Although laudable and badly needed, these initiatives could not deter Dr. Greene and her allies, both on and off the campus, from their incessant attacks on the president and the provost. By the late fall of 2010, it had become clear that Dr. Greene and her group would be unable to force the administration to do their bidding, and they soon formed themselves into an ad hoc committee known as the Committee of the Whole Faculty. This committee promptly called for a vote of confidence on the president and the provost, and easily won a vote of no confidence.

While this act had no legal bearing, it does show the depth of the animosity and anger of Dr. Greene and her group. In particular, faulty concerns are to be aired in the Faculty Senate in the College Council, in union (PSC-CUNY) meetings or even in the Stated Meetings of the Faculty. However, under no circumstances can the college’s most important business (such as the status of confidence of the college administration) be farmed out to any ad hoc group of faculty.

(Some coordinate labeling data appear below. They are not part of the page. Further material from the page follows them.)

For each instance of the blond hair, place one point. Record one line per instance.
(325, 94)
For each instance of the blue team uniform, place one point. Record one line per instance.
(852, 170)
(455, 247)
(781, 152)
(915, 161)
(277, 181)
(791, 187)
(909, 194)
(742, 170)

CUNY’s bylaws and the college’s governance documents do not allow such procedures. Recognizing this arrogant move for what it was, the vast majority of the Medgar Evers faculty simply ignored Dr. Greene and her committee and refused to attend the committee’s meetings or acknowledge its legitimacy. The few faculty members who attended the meeting without supporting Dr. Greene’s methods tried valiantly to speak up, but were not successful in moving the hostile group to a more reasoned position.

Those who consider the present political turmoil in Egypt, the very cradle of civilization, can see a macrocosm of the ills that President Pollard and Provost Johnson are working so tirelessly to expel, root and branch from Medgar Evers College. The former science building of Medgar Evers College lacked a reliable set of functioning elevators and a student recreation center because all available funds for such improvements had to be used to hire adjuncts to teach classes that, by right, should have been taught by full-time faculty–who, though on release-time, and so had either no classes at all or were assigned sharply reduced teaching loads, but nevertheless continued to receive full salaries, salaries that were often in excess of $125,000 per year.

Mercifully, President Pollard and Provost Johnson have put an end to many of these abuses, and Dr. Greene and her committee notwithstanding, the vast majority of the Medgar Evers College community heartily support their efforts and anxiously await further improvements that will further strengthen and expand this valuable and important institution so that it will be truly worthy of the honor of being named Medgar Evers College of the City University of New York.